COVID-19 Response for the African Region

IUHPE is pleased to announce the launch of its project on “COVID-19 Response for the African Region,” with the support of Vital Strategies.

IUHPE will be working with our members in the African region in developing a range of risk communication and community engagement strategies, based on health promotion principles, that will empower local communities in stopping the spread of the virus, while protecting people’s basic needs and promoting their physical and mental health.

  

 

This project will include four participating countries: Kenya, South Africa, Zimbabwe and Zambia.

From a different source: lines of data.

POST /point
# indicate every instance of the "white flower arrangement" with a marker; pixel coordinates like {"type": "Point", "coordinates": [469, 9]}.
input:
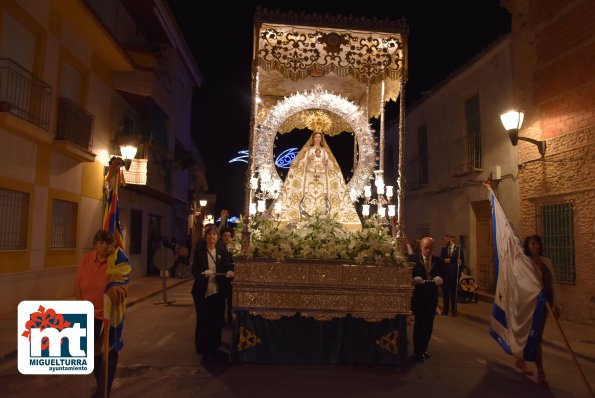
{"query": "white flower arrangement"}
{"type": "Point", "coordinates": [320, 237]}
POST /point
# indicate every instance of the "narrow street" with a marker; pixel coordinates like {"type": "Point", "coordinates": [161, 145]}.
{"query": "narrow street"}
{"type": "Point", "coordinates": [159, 360]}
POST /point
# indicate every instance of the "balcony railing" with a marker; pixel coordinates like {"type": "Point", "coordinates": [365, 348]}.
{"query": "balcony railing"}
{"type": "Point", "coordinates": [74, 124]}
{"type": "Point", "coordinates": [23, 94]}
{"type": "Point", "coordinates": [472, 160]}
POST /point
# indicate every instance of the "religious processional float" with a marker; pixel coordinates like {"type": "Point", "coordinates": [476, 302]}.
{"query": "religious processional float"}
{"type": "Point", "coordinates": [307, 257]}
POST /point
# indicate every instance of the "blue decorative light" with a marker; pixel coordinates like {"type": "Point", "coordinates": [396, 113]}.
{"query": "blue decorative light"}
{"type": "Point", "coordinates": [286, 157]}
{"type": "Point", "coordinates": [283, 160]}
{"type": "Point", "coordinates": [242, 158]}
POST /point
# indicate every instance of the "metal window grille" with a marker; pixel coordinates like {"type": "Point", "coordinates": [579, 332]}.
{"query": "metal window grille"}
{"type": "Point", "coordinates": [14, 219]}
{"type": "Point", "coordinates": [64, 217]}
{"type": "Point", "coordinates": [472, 119]}
{"type": "Point", "coordinates": [423, 230]}
{"type": "Point", "coordinates": [423, 177]}
{"type": "Point", "coordinates": [558, 239]}
{"type": "Point", "coordinates": [23, 94]}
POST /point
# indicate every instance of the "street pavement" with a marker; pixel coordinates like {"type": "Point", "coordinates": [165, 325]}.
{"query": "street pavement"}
{"type": "Point", "coordinates": [580, 337]}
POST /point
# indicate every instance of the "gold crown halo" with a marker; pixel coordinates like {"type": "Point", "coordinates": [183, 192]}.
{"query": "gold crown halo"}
{"type": "Point", "coordinates": [318, 121]}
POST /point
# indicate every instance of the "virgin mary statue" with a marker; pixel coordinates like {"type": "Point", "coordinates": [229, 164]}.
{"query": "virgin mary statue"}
{"type": "Point", "coordinates": [314, 183]}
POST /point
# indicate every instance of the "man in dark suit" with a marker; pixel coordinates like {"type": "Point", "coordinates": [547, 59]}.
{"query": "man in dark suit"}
{"type": "Point", "coordinates": [427, 276]}
{"type": "Point", "coordinates": [454, 263]}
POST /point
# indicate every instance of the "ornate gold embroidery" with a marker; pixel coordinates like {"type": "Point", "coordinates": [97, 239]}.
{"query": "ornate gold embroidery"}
{"type": "Point", "coordinates": [389, 342]}
{"type": "Point", "coordinates": [247, 339]}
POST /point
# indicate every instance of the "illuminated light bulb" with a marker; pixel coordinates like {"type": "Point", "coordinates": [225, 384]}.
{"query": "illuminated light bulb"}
{"type": "Point", "coordinates": [391, 210]}
{"type": "Point", "coordinates": [366, 210]}
{"type": "Point", "coordinates": [261, 208]}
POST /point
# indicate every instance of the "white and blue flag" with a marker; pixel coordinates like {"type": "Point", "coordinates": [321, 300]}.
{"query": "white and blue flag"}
{"type": "Point", "coordinates": [519, 303]}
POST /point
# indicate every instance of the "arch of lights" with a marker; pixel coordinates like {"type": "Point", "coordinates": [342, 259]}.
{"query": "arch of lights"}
{"type": "Point", "coordinates": [317, 99]}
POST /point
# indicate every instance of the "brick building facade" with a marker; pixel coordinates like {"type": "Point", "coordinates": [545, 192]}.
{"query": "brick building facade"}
{"type": "Point", "coordinates": [553, 47]}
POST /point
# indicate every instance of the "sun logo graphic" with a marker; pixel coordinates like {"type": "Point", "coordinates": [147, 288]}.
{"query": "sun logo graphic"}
{"type": "Point", "coordinates": [55, 337]}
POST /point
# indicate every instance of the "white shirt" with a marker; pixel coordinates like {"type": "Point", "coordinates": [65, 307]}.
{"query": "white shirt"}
{"type": "Point", "coordinates": [212, 286]}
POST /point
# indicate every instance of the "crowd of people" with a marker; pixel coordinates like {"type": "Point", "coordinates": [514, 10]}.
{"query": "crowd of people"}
{"type": "Point", "coordinates": [434, 273]}
{"type": "Point", "coordinates": [212, 267]}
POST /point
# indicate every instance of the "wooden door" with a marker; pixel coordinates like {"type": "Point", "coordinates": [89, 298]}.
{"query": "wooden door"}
{"type": "Point", "coordinates": [484, 246]}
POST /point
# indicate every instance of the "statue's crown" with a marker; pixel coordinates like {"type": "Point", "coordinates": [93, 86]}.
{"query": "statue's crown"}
{"type": "Point", "coordinates": [318, 121]}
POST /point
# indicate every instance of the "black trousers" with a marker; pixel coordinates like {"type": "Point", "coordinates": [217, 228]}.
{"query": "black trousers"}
{"type": "Point", "coordinates": [423, 305]}
{"type": "Point", "coordinates": [209, 323]}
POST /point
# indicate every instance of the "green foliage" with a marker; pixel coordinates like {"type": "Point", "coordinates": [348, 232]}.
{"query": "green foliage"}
{"type": "Point", "coordinates": [319, 237]}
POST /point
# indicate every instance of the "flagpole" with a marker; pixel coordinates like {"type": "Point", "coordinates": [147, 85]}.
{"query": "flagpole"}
{"type": "Point", "coordinates": [105, 356]}
{"type": "Point", "coordinates": [580, 369]}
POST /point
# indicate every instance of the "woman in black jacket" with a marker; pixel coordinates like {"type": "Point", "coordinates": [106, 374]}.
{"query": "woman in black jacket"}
{"type": "Point", "coordinates": [212, 269]}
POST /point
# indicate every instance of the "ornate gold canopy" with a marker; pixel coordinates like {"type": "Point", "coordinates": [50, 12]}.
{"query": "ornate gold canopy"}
{"type": "Point", "coordinates": [352, 57]}
{"type": "Point", "coordinates": [346, 66]}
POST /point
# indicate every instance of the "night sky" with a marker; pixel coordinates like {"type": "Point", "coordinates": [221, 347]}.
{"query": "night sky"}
{"type": "Point", "coordinates": [443, 36]}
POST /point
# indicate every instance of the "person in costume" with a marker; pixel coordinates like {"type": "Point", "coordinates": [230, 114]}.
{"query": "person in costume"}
{"type": "Point", "coordinates": [102, 279]}
{"type": "Point", "coordinates": [315, 184]}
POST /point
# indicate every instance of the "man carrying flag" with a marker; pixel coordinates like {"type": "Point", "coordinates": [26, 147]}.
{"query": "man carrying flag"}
{"type": "Point", "coordinates": [116, 290]}
{"type": "Point", "coordinates": [524, 287]}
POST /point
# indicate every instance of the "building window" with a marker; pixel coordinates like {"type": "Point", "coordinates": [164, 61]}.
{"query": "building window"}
{"type": "Point", "coordinates": [136, 231]}
{"type": "Point", "coordinates": [422, 156]}
{"type": "Point", "coordinates": [14, 219]}
{"type": "Point", "coordinates": [472, 120]}
{"type": "Point", "coordinates": [558, 239]}
{"type": "Point", "coordinates": [64, 217]}
{"type": "Point", "coordinates": [423, 230]}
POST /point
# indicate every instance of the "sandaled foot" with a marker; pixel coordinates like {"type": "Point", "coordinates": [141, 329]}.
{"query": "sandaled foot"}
{"type": "Point", "coordinates": [523, 367]}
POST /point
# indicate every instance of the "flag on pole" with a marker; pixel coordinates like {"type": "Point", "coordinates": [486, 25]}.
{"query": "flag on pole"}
{"type": "Point", "coordinates": [519, 304]}
{"type": "Point", "coordinates": [118, 265]}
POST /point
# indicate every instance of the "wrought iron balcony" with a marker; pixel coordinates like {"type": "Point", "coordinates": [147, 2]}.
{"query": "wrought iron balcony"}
{"type": "Point", "coordinates": [472, 160]}
{"type": "Point", "coordinates": [74, 124]}
{"type": "Point", "coordinates": [23, 94]}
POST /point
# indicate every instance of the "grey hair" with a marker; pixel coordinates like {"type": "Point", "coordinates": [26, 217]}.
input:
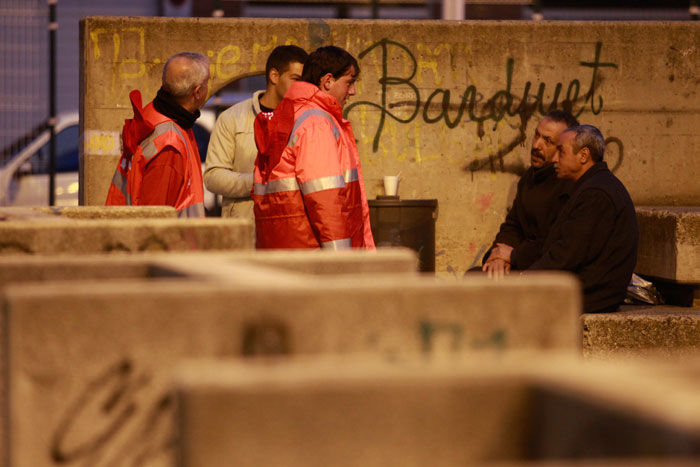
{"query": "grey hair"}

The Country Leads are: Dr. Mary Amuyunzu-Nyamongo (African Institute for Health and Development, Kenya), Professor Hans Onya (University of Limpopo, South Africa), Professor Davison Munodawafa (Midlands State University, Zimbabwe) and Professor Oliver Mweemba (School of Public Health, University of Zambia, Zambia).

All are well-established and experienced health promotion experts who have strong links with IUHPE and have committed to this project and mobilized existing partners (institutions, NGOs, individual experts) and networks within their countries.

This project has 4 objectives:

Objective 1: To engage local communities and key stakeholders in the COVID-19 response and empower them to reduce its spread.

Objective 2: To enable local communities to protect themselves, their families and communities by taking ffective behavioural action to stop the spread of the virus in their community.

Objective 3: To ensure that community level implementation is informed by best available knowledge, research and resources on effective risk communication and community engagement.

Objective 4: To create community coalitions to coordinate local responses adapted to the needs of local communities.

Central to this initiative is implementing effective risk communication and community engagement measures based on the following core actions:

  • Training for community health workers in risk communication with supportive resources for tailoring materials and key messages for local communities
  • Community coalition groups trained and formed (community mobilisation)
  • Training for community leaders, religious leaders, traditional healers and other group leaders, including Psychological First Aid and community dialogues
  • Collaboration of coordination groups, including service and support mapping.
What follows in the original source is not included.